Indeed, there isn't a right angle "in the house." You can see her curvaceous stamp as early as her 1928-30 "Mondrian Line," made for Schramberg Majolica. A tea set composed of plump shapes, imperfect "straight" lines, and earthy yellow tones proves a warm and sunny alternative to the abrupt, grid-based paintings by the artist to which the name refers.

"I have rarely designed objects that were meant to stand alone," reads one phrase of large wall text at the museum. "My designs have family relationships. They are either mother and child, siblings or cousins." While a sense of relationships is a given in "sets" - whether dinnerware, utensils, or candlesticks - it wasn't until Zeisel designed her 1946 "Town and Country" line of dinnerware for Red Wing Pottery that she began to refine the idea by shaping pieces to "play off" and communicate with each other, in addition to the user. Red Wing approached her with a request for something "Greenwich Village-y," and out came a multicolored, kidney-curvy array of plates, pitchers, and more, with considerable variation between pieces. The accompanying, zoomorphically shaped salt and pepper shakers became icons; with one protectively hovering over the other, Zeisel affectionately nicknamed them "shmoos."

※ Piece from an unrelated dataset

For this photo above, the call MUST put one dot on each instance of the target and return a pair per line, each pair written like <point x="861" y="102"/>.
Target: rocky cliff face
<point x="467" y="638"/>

In fact, Zeisel's interest in relationships between objects may well explain why salt and pepper shakers, which already come as a team, prove consistent receptacles for her humor and whimsy. Take, for example, the MOMA "Museum" line, also from 1946, for which she created an elegant, white dinnerware with graceful curving lips and handles. She matched it with a friendly, squat, rocking saltcellar, as if symbolically "rolling" her eyes at the formality and pretension of the service. She also inserted her trademark humanism, making pieces that appeared to be "growing up from the table" in form (wide at the bottom, narrow toward the top), but perhaps also as a metaphor for family - the dining-room table being a place where we measure a family's maturation and "growth" over time.

Zeisel's approach suited the female-centered domestic spaces her pieces occupied, and doubtless brought cheer to the everyday housework they punctuated. Despite her professional success, she unquestionably empathized with the social expectations of women to skillfully - and enthusiastically! - manage their homes. Perhaps her aesthetic was also a form - so to speak - of reverie for women, since female body shapes are so detectable in Zeisel's designs (the reissued, 1958 belly button wall dividers for Italian manufacturer Mancioli among the most obvious).

This exhibition, which was originally curated by Joyce Corbett for La Jolla's Mingei Museum, extends up to the present decade, including some Lomonosov Porcelain from 2000 in thin-walled bone china so transparent, and with such swooping handles, it looks like it might just take flight. Given Zeisel's often repeated and truly sweet bird motifs, this china is an abstract cousin to that family. Also notice the array of glazes; from the iridescent beauties she perfected at Hungarian factory Zsolnay, to the 1964 "High Fashion" line for an American maker that, with depressions like those of wheel-spun pots, are drenched in earth-tone glazes so rich and glossy they resemble warm maple and chocolate syrups. It's a remarkable array of items, but not an exhausting one. Rather, they chirp at you lovingly, welcoming you to the nest.